アイ・ティ・アール(ITR)は6月20日、国内の標的型攻撃対策支援サービス市場規模推移および予測を発表した。これによると2016年度標的型攻撃対策支援サービス市場は前年度比19.9%増、2017年度は同17.5%増とさらなる拡大を予測している。
国内標的型攻撃対策支援サービス市場の2016年度の売上金額は95億円、前年度比19.9%増と順調な伸びとなり、巧妙化し、かつ増加を続けている標的型攻撃に対して、早期に攻撃を発見することや感染対象の特定などの対策が一段と重要になっているという。
そのため、標的型攻撃対策製品で脅威の検知や通信状況の分析を行い、インシデント発生時には顧客に対して迅速に最適な対策支援を行うセキュリティサービスのニーズが拡大し続けている。このような背景から2017年度は前年度比17.5%増と引き続き好調な伸びが見込まれている。
ITRのシニア・アナリストである大杉豊氏は「標的型攻撃は、APT(Advanced Persistent Threat)とも呼ばれ、目的を達成するために複数の技術を多用する(Advanced)、常に新しい技術を利用して攻撃を継続すると同時に検出の妨害や回避を行う(Persistent)、情報資産に対する脅威(Threat)であり、組織化された攻撃者が行う高度な攻撃を検知することは、非常に難しくなりつつあります」と述べている。
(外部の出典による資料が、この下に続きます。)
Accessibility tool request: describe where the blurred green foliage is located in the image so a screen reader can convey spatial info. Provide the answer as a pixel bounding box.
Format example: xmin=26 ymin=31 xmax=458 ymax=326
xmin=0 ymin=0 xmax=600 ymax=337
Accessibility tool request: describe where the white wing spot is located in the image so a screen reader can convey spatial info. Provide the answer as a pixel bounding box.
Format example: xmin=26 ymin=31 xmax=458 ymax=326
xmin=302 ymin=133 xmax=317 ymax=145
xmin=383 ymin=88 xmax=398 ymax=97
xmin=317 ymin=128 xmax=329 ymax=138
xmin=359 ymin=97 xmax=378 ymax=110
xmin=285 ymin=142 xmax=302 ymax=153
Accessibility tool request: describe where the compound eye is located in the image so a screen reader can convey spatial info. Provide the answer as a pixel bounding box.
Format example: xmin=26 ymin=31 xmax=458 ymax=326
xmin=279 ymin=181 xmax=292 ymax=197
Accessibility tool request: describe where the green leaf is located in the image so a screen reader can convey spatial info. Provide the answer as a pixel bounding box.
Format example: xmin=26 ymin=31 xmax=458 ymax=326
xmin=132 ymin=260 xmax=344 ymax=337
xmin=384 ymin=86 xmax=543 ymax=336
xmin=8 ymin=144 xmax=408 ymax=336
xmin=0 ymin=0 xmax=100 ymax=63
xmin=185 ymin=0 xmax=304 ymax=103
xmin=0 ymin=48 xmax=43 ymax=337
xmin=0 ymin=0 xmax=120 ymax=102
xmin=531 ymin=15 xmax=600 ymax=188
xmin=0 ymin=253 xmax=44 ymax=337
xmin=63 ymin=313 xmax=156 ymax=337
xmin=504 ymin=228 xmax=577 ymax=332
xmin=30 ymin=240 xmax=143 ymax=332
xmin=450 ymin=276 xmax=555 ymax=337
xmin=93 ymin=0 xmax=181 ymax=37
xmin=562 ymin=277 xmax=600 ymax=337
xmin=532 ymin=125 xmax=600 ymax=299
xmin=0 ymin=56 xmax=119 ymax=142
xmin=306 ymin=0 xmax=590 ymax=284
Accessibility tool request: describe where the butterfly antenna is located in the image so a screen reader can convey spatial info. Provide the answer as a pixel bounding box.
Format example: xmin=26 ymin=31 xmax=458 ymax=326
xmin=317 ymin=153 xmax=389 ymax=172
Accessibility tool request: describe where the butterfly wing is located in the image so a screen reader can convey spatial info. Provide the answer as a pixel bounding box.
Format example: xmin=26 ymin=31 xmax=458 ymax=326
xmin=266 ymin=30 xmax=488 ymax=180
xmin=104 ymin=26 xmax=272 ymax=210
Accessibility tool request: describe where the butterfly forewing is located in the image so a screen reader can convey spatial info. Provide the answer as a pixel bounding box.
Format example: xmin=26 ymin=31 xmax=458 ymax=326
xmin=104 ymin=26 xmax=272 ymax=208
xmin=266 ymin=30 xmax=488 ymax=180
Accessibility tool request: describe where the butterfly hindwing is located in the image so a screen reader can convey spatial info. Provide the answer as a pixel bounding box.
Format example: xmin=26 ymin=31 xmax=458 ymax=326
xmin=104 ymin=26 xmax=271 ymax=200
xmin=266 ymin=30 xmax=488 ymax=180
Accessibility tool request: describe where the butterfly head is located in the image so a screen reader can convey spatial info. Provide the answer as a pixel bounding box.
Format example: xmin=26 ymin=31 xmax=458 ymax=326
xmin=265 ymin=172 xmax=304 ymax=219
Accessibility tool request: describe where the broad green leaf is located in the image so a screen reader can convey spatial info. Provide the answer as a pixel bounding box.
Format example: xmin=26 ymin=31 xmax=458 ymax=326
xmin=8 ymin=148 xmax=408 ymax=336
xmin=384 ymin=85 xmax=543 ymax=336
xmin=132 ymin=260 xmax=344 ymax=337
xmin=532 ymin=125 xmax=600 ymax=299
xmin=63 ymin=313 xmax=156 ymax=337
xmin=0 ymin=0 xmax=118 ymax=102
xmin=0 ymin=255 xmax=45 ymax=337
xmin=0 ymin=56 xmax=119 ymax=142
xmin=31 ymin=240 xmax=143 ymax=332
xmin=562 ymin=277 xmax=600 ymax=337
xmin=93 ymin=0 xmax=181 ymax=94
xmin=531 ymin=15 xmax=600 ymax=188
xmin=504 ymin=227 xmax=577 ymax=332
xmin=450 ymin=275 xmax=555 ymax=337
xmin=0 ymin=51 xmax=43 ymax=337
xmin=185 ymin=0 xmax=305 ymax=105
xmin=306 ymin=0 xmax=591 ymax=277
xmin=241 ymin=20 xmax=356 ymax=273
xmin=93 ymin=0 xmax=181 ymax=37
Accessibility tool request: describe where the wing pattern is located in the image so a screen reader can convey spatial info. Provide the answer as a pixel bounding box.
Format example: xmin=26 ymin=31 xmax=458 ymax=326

また「昨今のインシデントの潮流は、メール対策を含めたインターネット・ゲートウェイだけの対策では不十分で、多層・多重の防御対策、および監視を実施することが重要です。2020年に向けて国内企業が攻撃の対象となる割合は、過去の海外事例などから急激に増加することが予測され、同市場の対象サービスの需要がより増していくだろう」と同氏はコメントしている。